'Jesus died for somebody's sins, but not mine', goes the old Patti Smith song. It would appear that there is quite a queue of people who feel that Jesus not only died for them but he anointed them as his successors on earth.
Just lately we have seen very different ways in which people have attempted to grasp the title of Son of God.
First and in typical style came Michael Jackson who claimed the mantle, with a massive musical extravaganza of dried ice. Both on his video and at the Brit Awards he appeared to be nailed to an invisible cross surrounded by worshipful children. The image didn't go down too well with Pulp's Jarvis Cocker, who decided to protest. To listen to the hullabaloo that followed you would think Cocker had actually attempted the second crucifixion. Instead he chose a form of protest so utterly harmless and trivial that it is doubtful whether the most modernising of trade union modernisers will adopt it as yet another alternative form of protest to old fashioned striking. He wiggled his bottom!
No, sorry, Michael, it doesn't quite work. 'Michael had a bottom wiggled at him for our sins', just doesn't seem the basis for a mass religion. So Michael's claim to being the messiah falls down, which in my opinion is a damn good thing.
Christianity is Eurocentric enough, without the beatification of a black man who seems to spend his whole life trying to be white.
Where then do we look for the modern saviour? Why, to Tony Blair of course. Blair has staked his claim - Christianity is apparently just an old term for 'New Labour'. Heathen Tories need not apply for a pass to get through the gates of the kingdom of heaven. They are doomed to darker, hotter places - which seems only fair.
Blair must surely incorporate all this Christian goodwill into the very fibres of New Labour. So at last a decent replacement can be found for that awful Old Labour song The Red Flag. Instead, to show Labour's commitment to the individual, we can have a Blair solo of 'Jesus Wants Me for a Sunbeam', followed by a rousing communitarian version of 'Onward Christian Modernisers'.
This will certainly be an encouraging start, but there is a lot more work to be done. The man who got rid of Clause Four can surely find loads of scope in an old book like the Bible. First of all he could get rid of all the gospels of Matthew. Matthew was after all a tax collector, and in no way does New Labour/New Christianity want to be associated with taxes.
Nor do I think the marriage feast of Cana has any place in the New Labour bible.
You can't have people going round changing good wholesome water into wine. No, this story should be retold as the wedding feast of Islington, when the saviour saved all potential alcoholics from themselves by turning the wine into water. Indeed I think maybe this story should have a new headline - how about 'Tough On Wine, Tough On The Causes Of Wine'?

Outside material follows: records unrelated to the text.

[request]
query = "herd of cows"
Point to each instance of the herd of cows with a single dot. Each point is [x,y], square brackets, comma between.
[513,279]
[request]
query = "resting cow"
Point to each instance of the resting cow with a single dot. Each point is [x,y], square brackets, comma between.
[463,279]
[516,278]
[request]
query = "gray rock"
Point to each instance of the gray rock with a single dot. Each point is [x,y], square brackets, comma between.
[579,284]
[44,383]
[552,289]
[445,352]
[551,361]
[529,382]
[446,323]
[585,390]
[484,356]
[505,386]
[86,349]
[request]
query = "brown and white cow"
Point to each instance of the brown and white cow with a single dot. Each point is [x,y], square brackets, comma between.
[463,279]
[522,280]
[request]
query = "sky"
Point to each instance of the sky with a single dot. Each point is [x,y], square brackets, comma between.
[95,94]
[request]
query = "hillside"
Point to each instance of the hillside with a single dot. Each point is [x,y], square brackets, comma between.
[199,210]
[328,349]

Then there is the Old Testament. New Labour is very opposed to old things. Blair could point out that Moses wandered around for decade upon decade with the children of Israel, failing to get anywhere, and that this was just like Old Labour failing to win elections.
There is also the troubling story about the rich man having less chance of entering heaven than a camel getting through the eye of a needle. This is surely an echo of old style class antagonism. It could be modified to read that the rich man has less chance of doing so under a Tory government, but under a New Labour regime he could stroll through, because heaven will not be open to special interests but to all.
The widow's mite could be updated to be the widow's minimum wage. The amount may be no different, but the title will be. Then there is the problem of Thatcher stealing the Good Samaritan story. Blair can reclaim it with confidence, retitling it the good press baron: 'And so it is told that as Labour lay bloody and beaten at the side of the road, there came by a number of press barons that looked the other way, but then came a press baron from the land of the pouched animal and XXXX lager who took pity on Labour, and offered it comfort and succour, and took its leader into his home and fed and watered him till he was quite ready to lead his party to election victory.' Of course like all of Jesus's parables this will be an invented story, with little basis in fact, but I think it works.
We could rewrite the story of Jesus's conception. Mary, a single mother, was visited by the lord and was with child, and as she lay in a stable three wise persons did come. The first was the man known as Straw, and he did warn, 'This infant is special. Let him not linger on street corners where junctions meet, with bucket and sponge to wash down donkeys and camels, for such people are a pestilence on the land.'
The second was the wise woman known to all as Harriet, and she advised, 'Let this future king of all men be educated away from the mass of dirty and smelly children, who deserving though they be can only hinder your child's opportunities.'
Thirdly came the man known as Mandelson and he spake thus: 'Marry Joseph and the state will give you £5,000, marry him not and you will set a wretched example of the breakdown of family life and he will surely come to a thorny end.'
Yes, I think Tony may have cornered the Christian market quite successfully.